Les XVIIIe et XIXe siècles dans l'Ain, outre une expansion économique et industrielle, sont marqués par la volonté de l'homme de modeler la nature à ses désirs. Malgré les guerres et les mouvements migratoires dans l'Ain, le taux de natalité de 1801 est meilleur qu’en 1789 bien que le Pays de Gex soit démembré du département. A ce facteur démographique, se joint un facteur technologique non négligeable notamment en matière agricole où la Société d'Emulation de Bourg s'est spécialisée depuis 1755. A coté de ces nouvelles technologies agraires, la proto industrie prend de l'ampleur dans le Bugey à partir de la seconde moitié du XVIIIe siècle, avec l'exploitation des forêts et des cours d'eau. De ces faits, la surface agricole augmente restreint les terres sauvages du département et leurs habitants. Ce recul entraîne une confrontation inévitable entre l'homme colonisateur de terres vierges et les animaux, notamment les ours et les loups, habitants des zones montagneuses et forestières du département, ce qui entraîne des pertes de part et d'autres.
Les loups et les ours s'attaquent plus facilement à l'homme et ses "avatars" : chiens, moutons, brebis, vaches. Ces attaques entraînent une réaction humaine de défense. La peur et l'incompréhension liées à la haine de celui qui attaque les biens personnifient ces animaux dans le panthéon des horreurs.
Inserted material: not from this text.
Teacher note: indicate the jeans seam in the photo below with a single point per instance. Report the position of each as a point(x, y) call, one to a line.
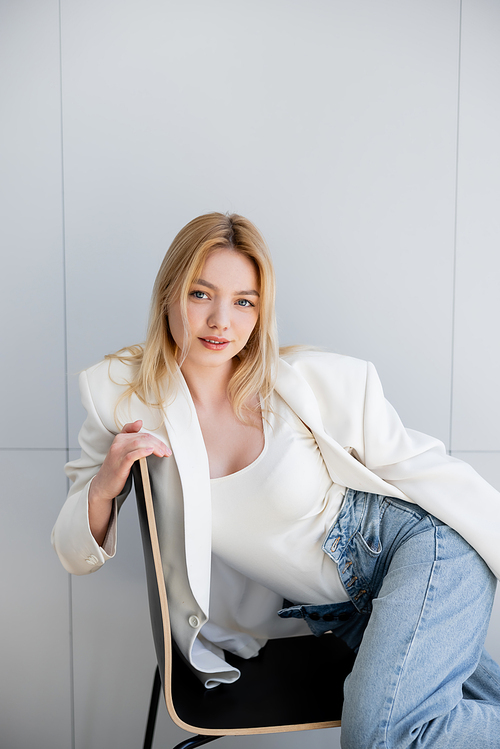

La chasse de ces animaux, alors aristocratiques, devient à partir du 4 août 1789, une chasse individuelle qui oppose un homme à la bête. Mais, sous le Directoire, devant la recrudescence des loups, une loi est prise, le 10 messidor an V, qui consacre leur destruction et encourage la chasse individuelle et spontanée. Un système de prime très intéressante est mis en place : la mort d'un loup enragé ayant attaqué un humain est payée 150 francs. Afin de toucher la prime, le chasseur doit faire constater par l'agent municipal de sa commune le décès de la bête par la présentation du cadavre. La chasse individuelle se fait le plus souvent à la traque par un individu armé d'un fusil. Alors que la Révolution avait systématisé la prime d'encouragement au loup tué, l'administration impériale suspend cette pratique. Ces chasses laissent la place durant l'hiver 1807/1808 aux battus avec la découverte en 1806 de la contagion de la rage par les loups et sa vérification en 1807 à la Société d'Emulation de l'Ain Bourg. Sous le 1er Empire, la chasse, nécessaire à l'expansion humaine, est organisée de manière rationnelle. Dans l'Ain, les battues impériales ont la particularité de ne plus être comme sous l'Ancien-Régime la réquisition d'hommes armés, elles font désormais parties de l'obligation de la Garde Nationale Sédentaire. Le 1er Empire est la période d'intensification militaire de la chasse aux loups et aux ours : sur 29 battues organisées de l'an II à 1844, 12 se passent en 1808 et 26 concernent les loups.
Toutefois, le système de battue à ses limites, car il mobilise beaucoup d’homes et coûte cher sans rapporter beaucoup : sur 18 battues organisées de l'an II à 1808, seulement douze loups sont déclarés tués.